0

I am trying to work with a data set that uses the value -4 instead of NA as the NA value. So I have found the following answer, which gets me close but I am not sure how to generalize this?

colnames(data)[colSums(is.na(data)) > 1000]

I tried using funcion(x)which(x <0) in place of is.na(data) but that did not go very well.

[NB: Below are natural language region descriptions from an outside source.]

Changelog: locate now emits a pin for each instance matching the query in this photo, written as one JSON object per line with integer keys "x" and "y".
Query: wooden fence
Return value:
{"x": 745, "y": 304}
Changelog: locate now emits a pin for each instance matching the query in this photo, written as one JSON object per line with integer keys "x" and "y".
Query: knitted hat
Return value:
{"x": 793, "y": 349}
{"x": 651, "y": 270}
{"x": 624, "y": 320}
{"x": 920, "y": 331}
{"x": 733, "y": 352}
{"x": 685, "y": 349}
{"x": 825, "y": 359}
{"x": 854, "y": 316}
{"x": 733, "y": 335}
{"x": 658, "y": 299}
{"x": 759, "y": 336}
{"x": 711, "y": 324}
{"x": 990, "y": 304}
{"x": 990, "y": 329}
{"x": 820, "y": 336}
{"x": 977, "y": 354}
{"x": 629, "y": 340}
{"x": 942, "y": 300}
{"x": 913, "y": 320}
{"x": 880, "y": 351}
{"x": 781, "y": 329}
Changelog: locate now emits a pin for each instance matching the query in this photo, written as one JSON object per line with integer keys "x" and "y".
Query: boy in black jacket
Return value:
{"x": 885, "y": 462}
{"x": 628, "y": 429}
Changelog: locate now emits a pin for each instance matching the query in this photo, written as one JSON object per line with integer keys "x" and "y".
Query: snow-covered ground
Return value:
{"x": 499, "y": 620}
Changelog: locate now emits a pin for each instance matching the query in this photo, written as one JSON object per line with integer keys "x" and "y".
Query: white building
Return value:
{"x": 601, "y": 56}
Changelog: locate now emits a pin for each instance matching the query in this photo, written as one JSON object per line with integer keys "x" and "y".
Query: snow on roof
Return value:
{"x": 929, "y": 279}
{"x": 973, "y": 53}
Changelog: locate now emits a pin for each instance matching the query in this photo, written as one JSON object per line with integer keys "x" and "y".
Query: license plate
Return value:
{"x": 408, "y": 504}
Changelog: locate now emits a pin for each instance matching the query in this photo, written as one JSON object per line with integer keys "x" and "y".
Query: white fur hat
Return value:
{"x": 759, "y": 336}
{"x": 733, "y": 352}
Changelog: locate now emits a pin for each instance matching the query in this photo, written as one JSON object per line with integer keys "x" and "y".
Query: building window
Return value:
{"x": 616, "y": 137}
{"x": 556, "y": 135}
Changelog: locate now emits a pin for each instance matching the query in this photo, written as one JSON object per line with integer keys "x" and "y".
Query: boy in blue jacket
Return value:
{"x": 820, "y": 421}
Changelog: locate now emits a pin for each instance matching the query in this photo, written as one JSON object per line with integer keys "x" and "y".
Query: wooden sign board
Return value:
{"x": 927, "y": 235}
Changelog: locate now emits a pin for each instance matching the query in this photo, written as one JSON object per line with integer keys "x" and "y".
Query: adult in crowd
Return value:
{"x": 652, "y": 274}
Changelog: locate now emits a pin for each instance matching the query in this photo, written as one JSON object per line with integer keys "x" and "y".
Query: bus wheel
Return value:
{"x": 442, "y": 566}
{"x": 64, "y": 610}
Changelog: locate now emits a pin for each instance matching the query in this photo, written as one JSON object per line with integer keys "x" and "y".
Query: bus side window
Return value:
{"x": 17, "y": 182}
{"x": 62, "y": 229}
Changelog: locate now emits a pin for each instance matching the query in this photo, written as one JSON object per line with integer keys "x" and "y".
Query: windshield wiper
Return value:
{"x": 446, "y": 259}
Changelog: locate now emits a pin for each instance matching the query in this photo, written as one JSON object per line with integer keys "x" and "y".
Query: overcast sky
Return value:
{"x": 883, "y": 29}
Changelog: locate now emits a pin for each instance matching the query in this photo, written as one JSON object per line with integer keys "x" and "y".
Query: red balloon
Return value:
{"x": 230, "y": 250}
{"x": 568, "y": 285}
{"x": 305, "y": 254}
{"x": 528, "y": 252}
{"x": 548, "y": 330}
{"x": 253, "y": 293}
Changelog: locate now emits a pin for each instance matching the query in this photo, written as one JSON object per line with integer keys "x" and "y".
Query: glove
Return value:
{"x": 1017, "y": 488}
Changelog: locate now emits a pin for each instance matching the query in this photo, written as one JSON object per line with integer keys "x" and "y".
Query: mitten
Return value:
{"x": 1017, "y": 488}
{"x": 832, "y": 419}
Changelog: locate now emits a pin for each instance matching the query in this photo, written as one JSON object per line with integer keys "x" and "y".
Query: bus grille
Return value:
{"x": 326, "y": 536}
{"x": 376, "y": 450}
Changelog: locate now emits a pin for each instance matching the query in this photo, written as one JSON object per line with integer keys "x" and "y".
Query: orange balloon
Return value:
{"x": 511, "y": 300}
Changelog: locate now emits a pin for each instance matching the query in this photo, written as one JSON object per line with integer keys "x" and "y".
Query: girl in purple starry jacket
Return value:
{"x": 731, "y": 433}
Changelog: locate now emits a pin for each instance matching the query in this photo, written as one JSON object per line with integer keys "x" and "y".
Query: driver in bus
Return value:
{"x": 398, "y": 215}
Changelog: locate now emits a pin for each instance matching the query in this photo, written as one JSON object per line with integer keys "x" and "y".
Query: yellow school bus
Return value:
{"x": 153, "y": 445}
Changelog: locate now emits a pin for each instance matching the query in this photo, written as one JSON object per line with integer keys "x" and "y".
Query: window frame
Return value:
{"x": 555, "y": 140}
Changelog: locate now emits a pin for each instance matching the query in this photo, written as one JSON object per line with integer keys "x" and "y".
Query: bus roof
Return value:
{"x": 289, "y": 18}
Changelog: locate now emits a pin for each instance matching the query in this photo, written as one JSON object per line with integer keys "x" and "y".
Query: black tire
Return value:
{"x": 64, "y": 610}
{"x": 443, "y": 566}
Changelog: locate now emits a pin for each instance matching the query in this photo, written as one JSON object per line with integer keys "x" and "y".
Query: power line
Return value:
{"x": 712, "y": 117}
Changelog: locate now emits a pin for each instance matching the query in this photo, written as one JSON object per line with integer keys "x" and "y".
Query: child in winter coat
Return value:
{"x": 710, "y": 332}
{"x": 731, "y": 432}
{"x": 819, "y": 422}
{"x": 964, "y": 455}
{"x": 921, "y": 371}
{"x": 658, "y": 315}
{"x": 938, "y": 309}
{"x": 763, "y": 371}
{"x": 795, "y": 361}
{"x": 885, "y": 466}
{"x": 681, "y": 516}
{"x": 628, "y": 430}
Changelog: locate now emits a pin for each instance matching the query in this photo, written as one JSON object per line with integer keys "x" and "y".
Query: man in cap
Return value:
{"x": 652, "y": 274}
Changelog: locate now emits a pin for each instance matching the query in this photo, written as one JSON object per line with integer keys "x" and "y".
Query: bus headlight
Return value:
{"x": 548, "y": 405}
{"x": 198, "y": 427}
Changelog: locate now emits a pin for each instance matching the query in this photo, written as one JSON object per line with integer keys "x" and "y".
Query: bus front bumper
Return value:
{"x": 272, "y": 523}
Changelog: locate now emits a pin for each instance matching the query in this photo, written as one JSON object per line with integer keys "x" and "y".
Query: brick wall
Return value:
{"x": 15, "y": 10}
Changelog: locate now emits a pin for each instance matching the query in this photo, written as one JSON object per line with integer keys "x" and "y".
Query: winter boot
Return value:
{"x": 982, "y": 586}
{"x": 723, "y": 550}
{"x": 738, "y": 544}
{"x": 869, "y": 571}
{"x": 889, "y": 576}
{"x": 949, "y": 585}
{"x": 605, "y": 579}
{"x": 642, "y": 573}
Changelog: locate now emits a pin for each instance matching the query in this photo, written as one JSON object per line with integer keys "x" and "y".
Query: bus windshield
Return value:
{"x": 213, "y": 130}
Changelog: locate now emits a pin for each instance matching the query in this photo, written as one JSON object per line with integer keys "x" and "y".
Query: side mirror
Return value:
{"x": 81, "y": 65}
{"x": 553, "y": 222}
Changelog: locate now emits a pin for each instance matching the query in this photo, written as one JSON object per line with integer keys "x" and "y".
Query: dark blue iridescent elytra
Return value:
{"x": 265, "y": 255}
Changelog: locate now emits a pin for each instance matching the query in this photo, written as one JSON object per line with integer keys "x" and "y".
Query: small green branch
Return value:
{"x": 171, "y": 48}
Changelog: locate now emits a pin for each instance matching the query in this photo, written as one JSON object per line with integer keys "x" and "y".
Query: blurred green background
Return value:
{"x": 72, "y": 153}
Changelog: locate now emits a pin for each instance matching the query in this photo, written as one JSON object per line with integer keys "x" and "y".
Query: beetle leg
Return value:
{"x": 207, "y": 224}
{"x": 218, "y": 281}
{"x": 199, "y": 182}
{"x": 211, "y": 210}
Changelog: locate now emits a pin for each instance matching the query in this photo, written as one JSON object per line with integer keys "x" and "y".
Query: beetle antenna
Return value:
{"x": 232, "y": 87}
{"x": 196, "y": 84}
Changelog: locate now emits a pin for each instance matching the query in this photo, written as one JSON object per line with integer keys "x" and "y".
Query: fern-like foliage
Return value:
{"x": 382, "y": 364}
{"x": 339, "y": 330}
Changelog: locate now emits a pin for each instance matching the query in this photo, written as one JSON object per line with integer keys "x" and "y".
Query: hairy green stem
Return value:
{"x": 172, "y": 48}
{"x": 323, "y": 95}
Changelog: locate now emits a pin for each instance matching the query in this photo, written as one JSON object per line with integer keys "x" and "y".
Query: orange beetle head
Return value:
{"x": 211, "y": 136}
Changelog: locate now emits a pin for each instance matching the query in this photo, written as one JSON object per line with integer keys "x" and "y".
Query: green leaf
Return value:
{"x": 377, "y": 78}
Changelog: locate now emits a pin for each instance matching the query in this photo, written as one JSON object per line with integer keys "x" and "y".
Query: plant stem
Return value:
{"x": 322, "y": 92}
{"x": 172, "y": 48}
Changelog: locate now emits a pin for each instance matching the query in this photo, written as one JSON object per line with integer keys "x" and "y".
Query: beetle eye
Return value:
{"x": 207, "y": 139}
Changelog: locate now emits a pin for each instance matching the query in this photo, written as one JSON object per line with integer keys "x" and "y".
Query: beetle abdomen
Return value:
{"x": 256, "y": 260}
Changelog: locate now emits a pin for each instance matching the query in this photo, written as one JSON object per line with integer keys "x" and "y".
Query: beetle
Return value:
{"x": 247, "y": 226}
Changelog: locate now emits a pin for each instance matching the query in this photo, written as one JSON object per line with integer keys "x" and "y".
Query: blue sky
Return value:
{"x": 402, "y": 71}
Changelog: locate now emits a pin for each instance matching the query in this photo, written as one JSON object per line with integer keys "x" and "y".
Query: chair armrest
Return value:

How can I achieve this aim?

Thanks in advance.

TheCodeNovice
  • 466
  • 8
  • 30
  • Is `dplyr::na_if()` what you need? https://dplyr.tidyverse.org/reference/na_if.html – Phil May 11 '21 at 16:08
  • Why don't you first replace these user-defined NAs with proper NAs, as in `data%>%mutate(across(everything(), ~na_if(., -4)))` first, and only then select your data? – GuedesBF May 11 '21 at 23:22

1 Answers1

2

One option using dplyr would be to count all of the -4 values, then select only the columns with a count of over 1000.

library(dplyr)

data %>% 
  summarize_all(~sum(. == -4)) %>% 
  select_if(~. > 1000) %>% 
  colnames()

To be even more explicit, you could convert the -4 values to NA first.

data %>% 
  na_if(-4) %>%
  summarize_all(~sum(is.na(.))) %>% 
  select_if(~. > 1000) %>% 
  colnames()

Or a base solution, slightly modifying your original code to count -4 values rather than NA values.

colnames(data)[colSums(data == -4) > 1000]
nniloc
  • 2,232
  • 2
  • 6
  • 18